Für diese Aufgaben steht der Deutschen Sanitätsstaffel SHAPE ein Personalumfang von zwei Sanitätsoffizieren (Truppenarzt, Truppenzahnarzt), zwei Feldwebeln (Heilfürsorge, Sanitätsmaterial), vier Unteroffizieren (2 x ArztHlf, 1 x ZArztHlf, 1 x SanMat) sowie zwei zivilen belgischen Ortskräften (ArztHlf, ZArztHlf) zur Verfügung:
Personal DtSanStff SHAPE: 2 / 6 / 1 (9) + 2 Ziv

Die Anbindung an das belgische Gesundheitssystem ist eine weitere Besonderheit dieser Truppenarztverwendung. Naturgemäß sind hierbei insbesondere die beiden zivilen Dienstposten der Arzthelferin und der Zahnarzthelferin von nicht zu unterschätzender Bedeutung, da über sie der wesentliche Anteil der Koordination des Patientenbetriebes mit den örtlichen Gesundheitseinrichtungen unterstützt wird. Die Zulassung als belgischer Hausarzt erfolgt durch die Erteilung einer sog. INAMI-Nummer durch die staatliche belgische Gesundheitskasse, was den Kontakt zu örtlichen Institutionen des Gesundheitssystems (Kollegen, Krankenhäuser, Apotheken, Physiotherapeuten etc.) erleichtert.

Fazit

Herausforderungen einer Auslandsverwendung, lediglich 170 Kilometer von der deutschen Landesgrenze entfernt? Durchaus, denn bedingt durch die fremdsprachliche Umgebung, die internationale Integration, das umfangreiche Patienten- und Behandlungsspektrum sowie eine besondere Infrastruktur weist die truppenärztliche Tätigkeit bei SHAPE doch eine Reihe von Besonderheiten auf, welche jede für sich gleichzeitig Anspruch und Chance darstellen.
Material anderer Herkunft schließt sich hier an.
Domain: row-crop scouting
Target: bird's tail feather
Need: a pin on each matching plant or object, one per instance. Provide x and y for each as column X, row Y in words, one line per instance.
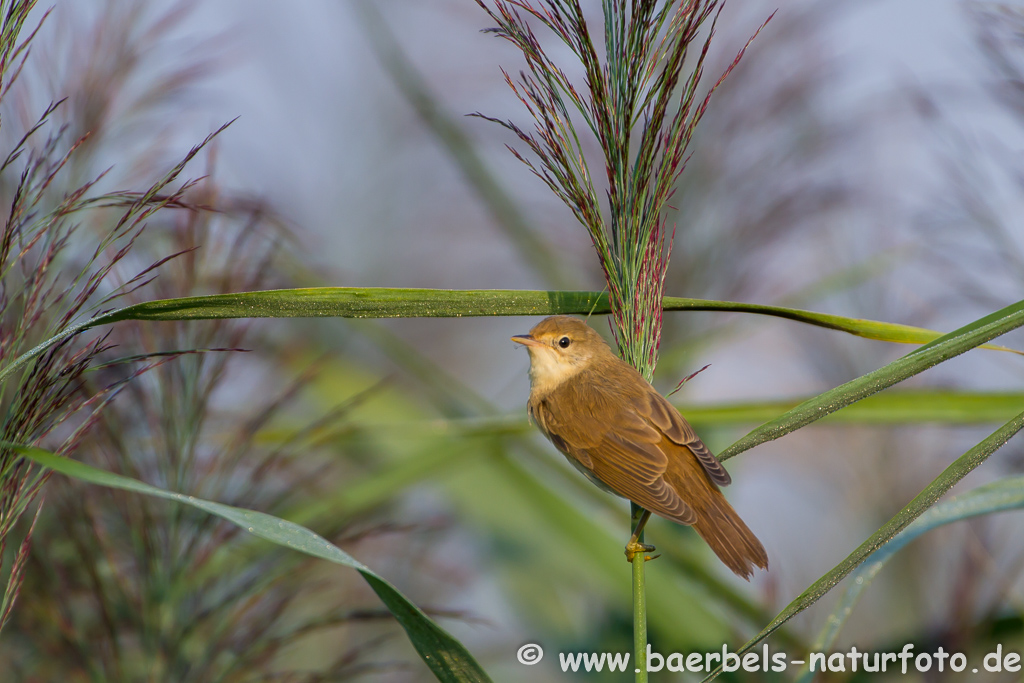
column 717, row 522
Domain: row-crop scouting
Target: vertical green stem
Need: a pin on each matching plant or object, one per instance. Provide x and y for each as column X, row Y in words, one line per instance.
column 639, row 603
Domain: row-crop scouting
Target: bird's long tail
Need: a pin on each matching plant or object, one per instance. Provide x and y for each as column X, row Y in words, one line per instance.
column 717, row 522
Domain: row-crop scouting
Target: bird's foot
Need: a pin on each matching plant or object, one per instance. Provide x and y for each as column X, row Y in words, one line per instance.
column 634, row 547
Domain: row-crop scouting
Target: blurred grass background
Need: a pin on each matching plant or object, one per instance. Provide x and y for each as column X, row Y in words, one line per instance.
column 861, row 160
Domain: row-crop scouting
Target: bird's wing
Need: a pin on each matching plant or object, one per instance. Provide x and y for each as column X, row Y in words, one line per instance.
column 628, row 459
column 667, row 419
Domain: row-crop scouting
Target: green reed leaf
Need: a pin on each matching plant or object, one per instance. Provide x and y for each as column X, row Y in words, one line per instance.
column 446, row 657
column 952, row 474
column 996, row 497
column 385, row 302
column 947, row 346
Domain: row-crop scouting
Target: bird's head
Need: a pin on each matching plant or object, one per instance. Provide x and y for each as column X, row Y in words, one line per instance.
column 559, row 347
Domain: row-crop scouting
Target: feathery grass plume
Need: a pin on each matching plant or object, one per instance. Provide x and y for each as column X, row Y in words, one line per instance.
column 638, row 94
column 152, row 590
column 53, row 273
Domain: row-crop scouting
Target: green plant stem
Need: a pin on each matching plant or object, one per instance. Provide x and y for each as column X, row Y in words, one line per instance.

Vielleicht wäre die Erweiterung des Patienten- und Behandlungsspektrums – insbesondere im Hinblick auf den gerne gebrauchten Begriff „Attraktivitätssteigerung“ – ja sogar eine Ausgestaltungsform des Truppensanitätsdienstes im Inland für die Zukunft? Könnte eine analoge Verzahnung des zivilärztlichen und militärärztlichen Bereiches in Deutschland hinsichtlich Demographie und Kompetenzerhalt nicht für beide Bereiche fruchtbar sein? Auf der Arbeitsebene ist die Antwort eindeutig.